4. Return to the Basics
Sometimes momentum is lost because you're no longer doing what worked. Instead of chasing complexity and diversify just for the sake of it, simplify. Go back to the fundamentals, the routines, values and disciplines that built your confidence in the first place.
Serena Williams, when off her game, doesn’t try to reinvent her style. She goes back to footwork, serve drills, and core strategy. By doubling down on basics, she rebuilds performance from the ground up.
5. Set a Short-Term Win
When you’re stalled, you don’t need a big victory, you need a quick one. A win you can see. Momentum loves visible progress, so set a goal you can crush soon.
Dwayne “The Rock” Johnson was cut from pro football early in life. Instead of chasing stardom right away, he took the next win, wrestling. That decision reignited his belief and eventually catapulted him into Hollywood..
6. Shift Environments
If you feel stuck, sometimes it’s not you but it’s the space you’re in, the environment. New surroundings create new thinking. Change where you work, who you talk to, or how you structure your time.
After Steve Jobs was pushed out of Apple, he launched NeXT and helped grow Pixar. He later returned to Apple with a fresh vision and created the most iconic product line in tech history.
7. Use Rejection as Fuel
Rejection can either shut you down or wake you up. The people who move forward use it as motivation. Instead of seeing “no” as failure, they treat it as data and keep pushing. They learn from their rejections and got better.
J.K. Rowling had her *Harry Potter* manuscript rejected by over a dozen publishers. She didn’t stop writing—she kept improving. One “yes” changed everything.

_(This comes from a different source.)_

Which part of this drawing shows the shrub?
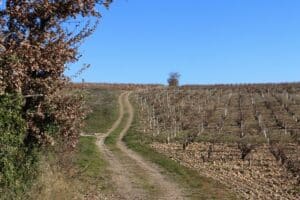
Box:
[0,94,38,199]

8. Focus on Progress, Not Perfection
Momentum isn’t about doing it perfectly. It’s about doing it consistently. When perfection becomes the standard, nothing moves. But when progress becomes the focus, everything changes.
Elon Musk’s early rockets exploded. SpaceX failed multiple times. But he focused on progress—what could be learned, what could be improved. That mindset kept the mission alive.
9. Create a Ritual
Action becomes automatic when it’s built into your routine. A ritual doesn’t rely on motivation, it just happens, it's something that's embedded in your daily routine. The right ritual can unlock momentum by making movement part of who you are.
Stephen King writes every single morning. Not just when he feels creative. It’s his ritual. That discipline is how he wrote over 60 novels—and counting.
10. Surround Yourself with Energy
Energy is contagious. If you’re stuck, look around. Are you surrounded by people who challenge and uplift you or drain you? Who are the top 5 people that stay aroung you all day? Guess you're probably similar to them.
Tony Robbins credits much of his early growth to mentors and proximity to driven individuals. He’s said, “Your life is a reflection of your peer group.” That energy fuels momentum.
11. Turn Pain Into Purpose
This is a tricky one, because pain can paralyze or it can push. Those who rise after setbacks often find a way to convert their suffering into service, meaning, or mission.
Viktor Frankl, survivor of the Holocaust, wrote "Man’s Search for Meaning" by reflecting on how even in the darkest moments, purpose was the only thing that kept him moving.
12. Revisit Your "Why"
When you lose your reason, you lose your rhythm. Going back to your “why”, your personal reason for showing up, restores your direction. You know where you need to be going, this is just a reminder.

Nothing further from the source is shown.